Welcome to TinBoats! looks like you are in South Carolina. You have several options.
Several companies (Rule, Atwood) make automatic bilge pumps that will do the job, but require a battery (charger) and plumbing
to function. All of this requires $$$. 
On the other hand, a boat cover will do the job, also protecting the boat from the sun.
Putting the boat back on it's trailer and leaving it tipped toward the stern to drain with the plug removed, is the cheapest option. 
Hope this gives you a starting point. Jerry


----------



## MiPikeGuy (Aug 19, 2013)

I'm with jethro, just pull it on shore

overton's does have some small fairly inexpensive bilge pumps that might be worth checking out though.


----------



## Kam357 (Aug 19, 2013)

pull it on shore and flip it over I store Mine in a Shed on the Trailer works and I remember to clean it out after every trip but its a work in progress right now


----------



## PSG-1 (Aug 19, 2013)

I've seen more boats sink that had an 'automatic' bilge pump than not having one. Mainly because people take them for granted, and don't check their boats after heavy rain. 

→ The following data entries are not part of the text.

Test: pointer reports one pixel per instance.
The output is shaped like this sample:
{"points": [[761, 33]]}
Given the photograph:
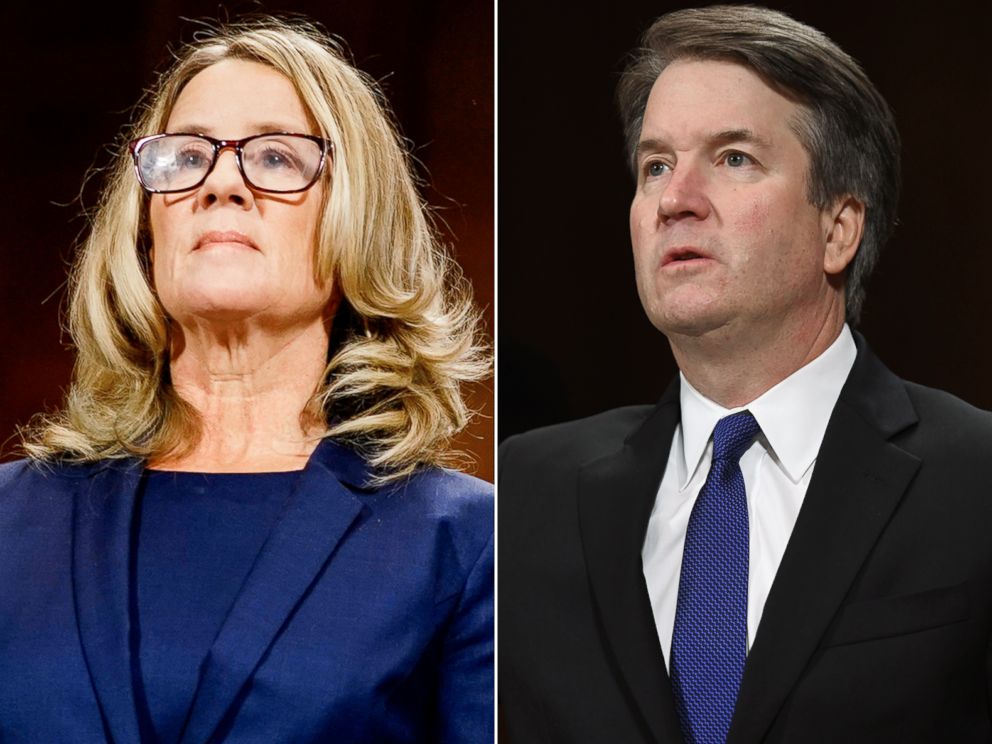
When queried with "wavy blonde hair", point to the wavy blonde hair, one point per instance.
{"points": [[405, 335]]}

If you use a bilge pump with a float switch, I recommend the sealed electric type float switch, not the conventional float switch, as any debris in the bilge can cause one of two issues:

1. Debris keeps switch from activating, and boat swamps.

2. Debris causes switch to stick in 'on' position, which drains battery, and renders the bilge pump useless, then the boat sinks.

I have seen both situations.


----------



## scboating (Aug 19, 2013)

Thanks for the advice - I forgot to mention that we have a 9.9hp motor on the back and no trailer. So trying figure out a solution that works given those challenges is the task. Like everyone's tips on how to avoid disaster


----------



## PSG-1 (Aug 19, 2013)

If your boat is small and light enough, you might also consider keeping it on a 'sport port' (drive-on PWC dock) Also, you can modify a floating dock with a roller ramp, for the same purpose. This keeps the boat out of water (important for saltwater use) and keeps it from sinking when it rains, yet, it's easy to launch.

Granted, we've had a LOT of rain in SC this year, we've had the 3rd wettest June on record since 1989, and the wettest July since 1916. August has also been a lot of days of rain. This summer, I've been spending more time checking on my boat at the dock, than I have spent on the water with it. One good thing, though, with all this fresh water, the shrimp baiting ought to be good this fall.


----------